Smaller Banks Are Likely To Be Buyout Targets, Attorneys Say

August 5th, 2013

By Dominic Fracassa, Daily Journal Staff Writer

PacWest Bancorp’s Large Deal Is Rare, As Fewer Transactions Have Closed

When PacWest. Bancorp Inc. acquired fellow Los Angeles bank Capital Source Inc. last month in a $2.3 billion deal ? becoming the ninth largest bank in California ? some viewed it as a sign of a whetted appetite for dealmaking amongst California banks.

And with the worst of the economy’s downturn now in the rearview mirror, banking industry analysts and transactional attorneys believe that financial institutions are poised once again to engage in tactical dealmaking instead of scrambles for survival.

However, most experts agree that deals the size of PacWest’s will be the exception. Instead, they expect smaller financial institutions to be the likely targets for acquisitions for the rest of this year and beyond.

Statistics show the predicted uptick hasn’t yet begun. In fact, dealmaking among California banks was significantly slower in the first half of 2013 than in the year-earlier period. The number of deals to close dropped from eight to five, and valuations on those deals dropped from a collective $1.6 billion to under $200 million, according to data intelligence service Mergermarket.

Mergermarket’s global financial services head Mark Eissman said he views the lull this year as a sign that target banks are lying in wait, biding their time in hopes of maximizing their worth now that the broader macroeconomic landscape is on sound footing.

“What last year shows is reflective of the fact that there are some deals being done for strategic reasons,” Eissman said. “The reason we had fewer deals is the sellers. The market has stabilized some … and it’s made sellers more willing to want to get their price.”

During and after the recession, many banks were forced to remain on the sidelines for different reasons – they struggled to evaluate the quality and quantity of their remaining holdings, according to Stanley F. Farrar, of counsel at Sullivan & Cromwell LLP in Los Angeles.

Now, as smaller and community banks decide whether to grow organically or look for a buyer, attorneys said they’re focused on two factors that have evolved in the post-recession economy: a shift in regulatory burdens and the long-term compression of net interest margins.

James M. Rockett, a partner at Bingham McCutchen LLP, said that in recent years, bank regulators have shifted much of their attention away from mortgage and quality reviews and are instead focusing on more traditional compliance issues, such as the Bank Secrecy Act and other anti-money laundering reporting requirements that “had been somewhat marginalized during the economic downturn.”

Rockett observed, “Banks haven’t devoted sources to regulatory compliance issues, and it’s being cited by regulators as problematic. Regulators … have found that banks have either ignored or not kept up with the level of concerns in those areas, the consequence of which is that they now have to deploy resources to those areas and it’s expensive.”

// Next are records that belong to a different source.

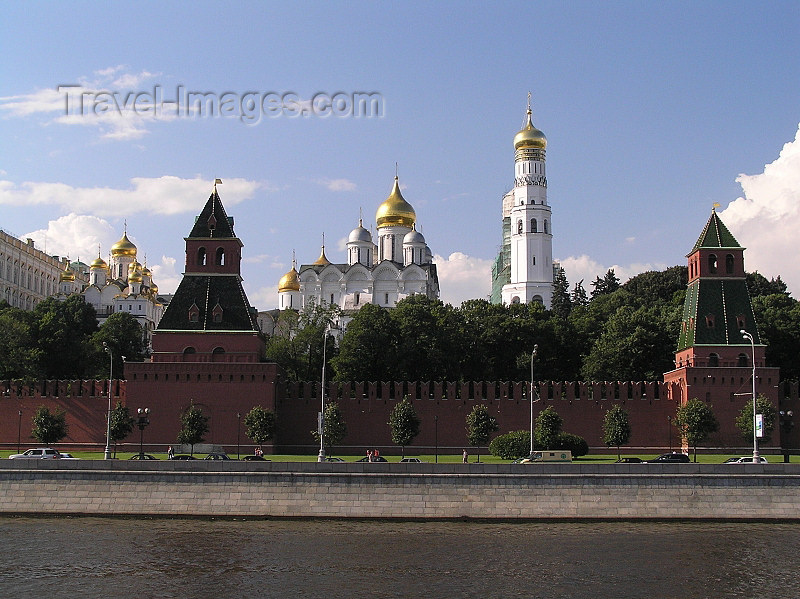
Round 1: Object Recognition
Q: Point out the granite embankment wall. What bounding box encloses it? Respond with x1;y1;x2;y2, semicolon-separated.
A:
1;461;799;520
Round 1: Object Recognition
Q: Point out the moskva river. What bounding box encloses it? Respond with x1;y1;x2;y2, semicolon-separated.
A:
1;517;798;598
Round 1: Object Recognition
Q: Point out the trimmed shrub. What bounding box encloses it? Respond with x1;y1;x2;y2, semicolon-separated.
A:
554;432;589;457
489;430;531;460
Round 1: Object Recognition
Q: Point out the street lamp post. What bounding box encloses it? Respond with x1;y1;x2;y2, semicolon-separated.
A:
17;409;22;454
103;342;113;459
136;408;150;458
434;415;439;464
237;412;241;460
530;344;539;457
740;330;759;461
318;323;336;462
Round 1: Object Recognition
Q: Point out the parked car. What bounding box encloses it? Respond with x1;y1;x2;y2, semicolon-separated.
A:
727;456;769;464
242;455;270;461
399;458;423;463
356;456;388;462
129;454;158;460
59;452;80;459
324;456;345;462
171;454;197;460
647;453;690;463
615;457;643;463
9;448;61;459
204;453;230;460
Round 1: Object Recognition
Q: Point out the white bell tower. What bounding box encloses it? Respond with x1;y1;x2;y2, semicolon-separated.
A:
502;95;553;307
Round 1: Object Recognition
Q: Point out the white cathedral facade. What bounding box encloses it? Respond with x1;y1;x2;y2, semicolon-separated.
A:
278;176;439;312
54;231;165;347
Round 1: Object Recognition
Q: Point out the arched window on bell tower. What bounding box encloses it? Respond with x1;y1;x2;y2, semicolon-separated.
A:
531;219;537;233
709;253;718;274
197;247;207;266
725;254;734;274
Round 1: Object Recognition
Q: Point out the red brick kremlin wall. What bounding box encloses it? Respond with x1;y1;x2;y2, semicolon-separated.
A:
3;378;798;454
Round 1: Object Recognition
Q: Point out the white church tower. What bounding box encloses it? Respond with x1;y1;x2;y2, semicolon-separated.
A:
501;95;554;307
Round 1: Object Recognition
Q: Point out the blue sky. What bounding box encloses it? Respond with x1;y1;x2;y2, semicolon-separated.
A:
2;1;799;308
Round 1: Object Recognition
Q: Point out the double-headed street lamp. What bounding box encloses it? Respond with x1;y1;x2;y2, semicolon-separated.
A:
103;342;113;459
740;330;759;461
137;408;150;459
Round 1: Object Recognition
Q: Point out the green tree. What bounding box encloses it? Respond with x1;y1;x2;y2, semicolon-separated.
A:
675;399;719;461
734;394;777;445
571;279;588;308
602;405;632;460
550;266;571;318
465;404;499;462
31;405;68;445
88;312;147;378
176;403;209;455
534;406;562;450
622;266;688;309
746;272;789;298
590;268;621;299
30;296;99;379
331;303;398;381
244;405;277;450
391;295;461;381
109;401;134;457
0;308;39;379
581;304;679;381
388;396;421;458
752;293;800;380
311;401;347;456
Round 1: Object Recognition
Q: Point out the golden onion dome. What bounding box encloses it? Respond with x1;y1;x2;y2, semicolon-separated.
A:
59;266;75;282
150;282;159;296
90;256;108;269
142;266;152;277
514;108;547;150
128;260;142;273
129;269;143;283
376;176;416;229
278;267;301;292
111;232;137;257
312;246;331;266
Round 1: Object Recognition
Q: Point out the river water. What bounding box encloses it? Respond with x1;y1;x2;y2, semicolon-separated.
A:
0;517;797;598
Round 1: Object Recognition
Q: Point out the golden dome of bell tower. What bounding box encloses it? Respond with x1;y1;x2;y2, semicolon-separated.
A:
513;93;547;162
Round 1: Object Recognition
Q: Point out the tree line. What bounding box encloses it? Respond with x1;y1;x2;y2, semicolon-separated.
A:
267;266;799;384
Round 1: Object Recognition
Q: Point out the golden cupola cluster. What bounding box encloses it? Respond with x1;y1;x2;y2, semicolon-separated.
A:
514;107;547;151
376;176;416;229
59;263;75;282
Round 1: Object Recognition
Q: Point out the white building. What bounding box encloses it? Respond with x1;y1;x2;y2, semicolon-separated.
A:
0;230;65;310
54;231;165;348
278;176;439;313
495;99;556;307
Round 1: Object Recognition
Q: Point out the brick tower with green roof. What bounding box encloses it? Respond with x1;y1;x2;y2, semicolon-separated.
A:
664;208;780;447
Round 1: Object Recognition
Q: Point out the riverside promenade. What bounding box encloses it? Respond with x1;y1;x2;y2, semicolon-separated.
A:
1;460;798;520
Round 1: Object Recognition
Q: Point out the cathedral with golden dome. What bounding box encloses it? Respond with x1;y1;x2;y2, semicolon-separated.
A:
278;175;439;313
54;229;166;348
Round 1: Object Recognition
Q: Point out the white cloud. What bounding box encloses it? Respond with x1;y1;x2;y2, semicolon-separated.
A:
318;178;357;192
149;256;181;295
719;123;800;297
433;252;493;305
23;214;117;261
0;175;262;217
0;67;165;140
246;285;280;313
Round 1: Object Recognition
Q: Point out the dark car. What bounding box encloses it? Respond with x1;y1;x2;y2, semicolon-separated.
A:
242;455;270;461
356;456;388;462
647;453;690;463
615;457;642;463
129;454;158;460
204;453;230;460
171;454;197;460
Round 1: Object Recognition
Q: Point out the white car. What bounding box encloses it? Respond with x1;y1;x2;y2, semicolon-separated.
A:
9;448;61;459
59;452;80;459
728;456;769;464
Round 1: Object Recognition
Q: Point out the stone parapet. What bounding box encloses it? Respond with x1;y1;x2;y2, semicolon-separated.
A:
1;461;798;519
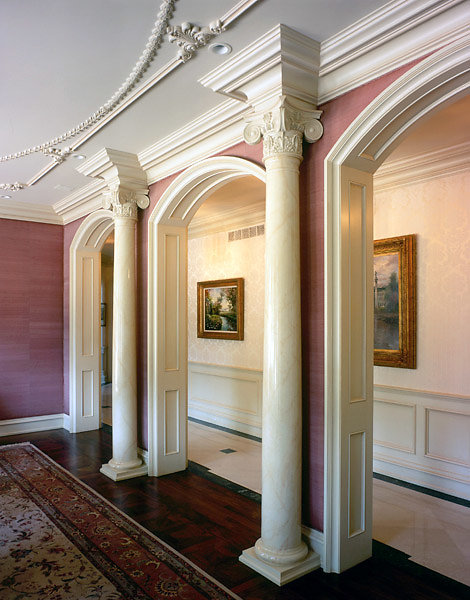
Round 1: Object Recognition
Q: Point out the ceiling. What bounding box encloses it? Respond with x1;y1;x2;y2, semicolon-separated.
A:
1;0;390;209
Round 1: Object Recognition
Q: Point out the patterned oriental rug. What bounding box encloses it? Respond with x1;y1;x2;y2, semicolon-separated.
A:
0;443;242;600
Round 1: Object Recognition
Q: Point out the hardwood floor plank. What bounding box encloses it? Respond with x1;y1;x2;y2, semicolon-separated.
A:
0;428;468;600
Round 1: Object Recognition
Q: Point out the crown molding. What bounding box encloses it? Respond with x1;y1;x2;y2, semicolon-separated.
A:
188;200;265;239
0;199;62;225
317;0;469;103
140;98;247;185
200;24;320;109
374;141;470;192
53;179;107;225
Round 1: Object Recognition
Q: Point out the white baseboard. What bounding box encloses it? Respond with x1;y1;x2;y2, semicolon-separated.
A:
301;525;325;569
373;456;470;501
188;407;262;438
0;413;69;437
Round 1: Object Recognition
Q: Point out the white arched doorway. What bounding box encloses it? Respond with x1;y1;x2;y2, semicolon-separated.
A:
324;35;470;573
69;209;114;433
147;156;266;476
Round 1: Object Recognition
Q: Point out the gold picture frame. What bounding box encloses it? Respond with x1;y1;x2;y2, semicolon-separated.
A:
374;234;416;369
197;278;244;340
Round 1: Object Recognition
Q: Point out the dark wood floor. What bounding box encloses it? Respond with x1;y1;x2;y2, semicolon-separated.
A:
1;428;468;600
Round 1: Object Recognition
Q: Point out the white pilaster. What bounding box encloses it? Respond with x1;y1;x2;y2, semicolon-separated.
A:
239;96;323;585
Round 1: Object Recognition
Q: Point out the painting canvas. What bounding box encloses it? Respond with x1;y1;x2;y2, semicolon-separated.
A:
374;235;416;369
197;278;244;340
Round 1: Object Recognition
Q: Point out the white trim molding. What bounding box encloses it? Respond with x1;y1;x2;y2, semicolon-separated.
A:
374;141;470;191
0;414;69;437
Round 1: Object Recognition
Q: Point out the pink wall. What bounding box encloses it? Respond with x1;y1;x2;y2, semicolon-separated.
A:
0;218;64;419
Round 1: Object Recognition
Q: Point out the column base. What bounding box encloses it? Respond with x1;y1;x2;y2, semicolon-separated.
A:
100;462;148;481
239;546;321;586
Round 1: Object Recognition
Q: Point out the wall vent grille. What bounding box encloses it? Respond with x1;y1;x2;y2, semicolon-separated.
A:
228;224;264;242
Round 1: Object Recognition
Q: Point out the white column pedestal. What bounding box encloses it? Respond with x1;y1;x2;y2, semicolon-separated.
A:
240;547;320;586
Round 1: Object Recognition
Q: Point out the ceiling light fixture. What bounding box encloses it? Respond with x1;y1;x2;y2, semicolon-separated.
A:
0;194;12;200
209;42;232;55
71;153;87;160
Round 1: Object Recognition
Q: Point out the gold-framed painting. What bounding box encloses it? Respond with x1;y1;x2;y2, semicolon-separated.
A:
197;278;244;340
374;234;416;369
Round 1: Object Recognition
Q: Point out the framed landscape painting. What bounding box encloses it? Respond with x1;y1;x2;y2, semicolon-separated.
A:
374;234;416;369
197;278;244;340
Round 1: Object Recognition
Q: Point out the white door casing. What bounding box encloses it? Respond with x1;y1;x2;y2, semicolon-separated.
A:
324;34;470;573
69;210;114;433
147;156;266;477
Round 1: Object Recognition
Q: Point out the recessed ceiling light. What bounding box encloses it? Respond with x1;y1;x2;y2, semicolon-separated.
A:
0;194;11;199
209;43;232;56
71;153;86;160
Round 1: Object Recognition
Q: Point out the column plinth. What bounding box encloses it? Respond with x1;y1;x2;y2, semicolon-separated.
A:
239;96;323;585
99;187;149;481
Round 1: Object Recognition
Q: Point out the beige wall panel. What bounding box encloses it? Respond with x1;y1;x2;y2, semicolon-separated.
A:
81;256;94;357
164;390;180;456
164;234;180;371
348;431;365;537
373;399;416;453
81;370;94;418
426;408;470;466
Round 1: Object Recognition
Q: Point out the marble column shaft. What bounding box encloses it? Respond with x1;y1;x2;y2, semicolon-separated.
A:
100;188;149;481
240;96;323;584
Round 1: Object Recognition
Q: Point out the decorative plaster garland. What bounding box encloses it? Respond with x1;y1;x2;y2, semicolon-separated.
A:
1;0;175;168
0;1;230;195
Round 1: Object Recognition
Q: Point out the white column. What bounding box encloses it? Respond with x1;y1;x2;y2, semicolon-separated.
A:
100;187;149;481
240;96;323;585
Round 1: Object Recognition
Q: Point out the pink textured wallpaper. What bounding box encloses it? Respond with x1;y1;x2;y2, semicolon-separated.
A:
0;219;64;419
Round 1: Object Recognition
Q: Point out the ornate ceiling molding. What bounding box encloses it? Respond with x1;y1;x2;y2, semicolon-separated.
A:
167;21;223;62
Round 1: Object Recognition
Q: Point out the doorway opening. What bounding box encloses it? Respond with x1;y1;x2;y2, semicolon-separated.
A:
100;231;114;429
323;38;469;574
186;175;265;496
69;209;114;434
371;94;470;587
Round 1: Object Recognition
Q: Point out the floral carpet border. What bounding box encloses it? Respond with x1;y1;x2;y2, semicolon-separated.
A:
0;442;242;600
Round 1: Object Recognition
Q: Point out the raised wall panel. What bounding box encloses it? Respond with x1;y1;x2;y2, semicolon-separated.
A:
349;182;367;403
373;399;416;453
164;390;180;455
81;257;94;356
426;408;470;466
188;362;262;435
349;431;365;537
164;234;180;372
81;370;94;418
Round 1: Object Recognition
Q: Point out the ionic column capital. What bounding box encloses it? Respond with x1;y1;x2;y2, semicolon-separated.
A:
244;96;323;162
102;185;150;220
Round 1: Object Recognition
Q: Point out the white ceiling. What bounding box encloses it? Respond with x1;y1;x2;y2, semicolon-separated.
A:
1;0;390;208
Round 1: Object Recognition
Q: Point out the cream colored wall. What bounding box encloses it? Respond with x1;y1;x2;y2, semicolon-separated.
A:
188;231;264;370
374;170;470;395
373;170;470;498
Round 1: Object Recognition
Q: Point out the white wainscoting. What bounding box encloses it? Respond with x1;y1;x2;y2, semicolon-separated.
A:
373;385;470;500
0;413;71;437
188;362;262;437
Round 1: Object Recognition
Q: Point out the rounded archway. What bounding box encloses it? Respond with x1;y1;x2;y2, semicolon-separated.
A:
69;209;114;433
323;36;470;573
147;156;266;476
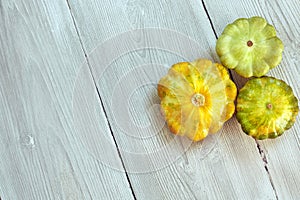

Those expenses typically come from the purchase of pricey software suites, which are meant to help banks compile the data they need to present to regulators, and the hiring of additional full-time staff to operate it.

Regulatory and compliance costs associated with the Dodd-Frank Act of 2010 are also weighing heavily on small banks’ growth prospects – a significant consideration for a business thinking about becoming a target for acquisition, according to California Bankers Association President Rod Brown.

“There’s a kind of a base level of regulation – requirements that extend to all commercial banks. That base level is so significant that it is more burdensome to smaller community banks than it is to larger financial institutions,” Brown said. “The regulatory burdens are compelling boards of directors and management teams to consider if they can continue to deliver a return to shareholders or are better served in finding a partner.”

King, Holmes, Paterno & Berliner, LLP partner Keith T. Holmes agrees that regulatory compliance costs are playing a considerable role in determining whether a bank has enough capital to continue alone. But he sees years of historically low interest rates as a “far more potent” issue, directly impeding the ability of small banks to profit from loans and deposits at a time when it’s crucially needed.

“Particularly since the zero-interest rate policy of the [Federal Reserve Bank], you’ve had huge compression of net interest margins,” Holmes said. “Community banks aren’t in the securitization business. They’re not in the wealth management business. They’re lenders – that’s where they earn their money. When the yield curve gets compressed they have a harder time making money.” In a near-zero interest rate environment, Holmes said, “community banks do not do well.”

Holmes said he and his firm have represented six banks on M&A transactions so far this year, all of which had assets between $100 million and $2.5 billion. Several of those were announced in July, including the sale of the Private Bank of California to First PacTrust Bankcorp Inc.

He expects the market in California to buck the national trend going forward.

“Right now, bank M&A is relatively slow but not in this state – particularly in Southern California,” said Holmes, who practices in Los Angeles. “It’s still a very vibrant market from the standpoint of financial opportunity.”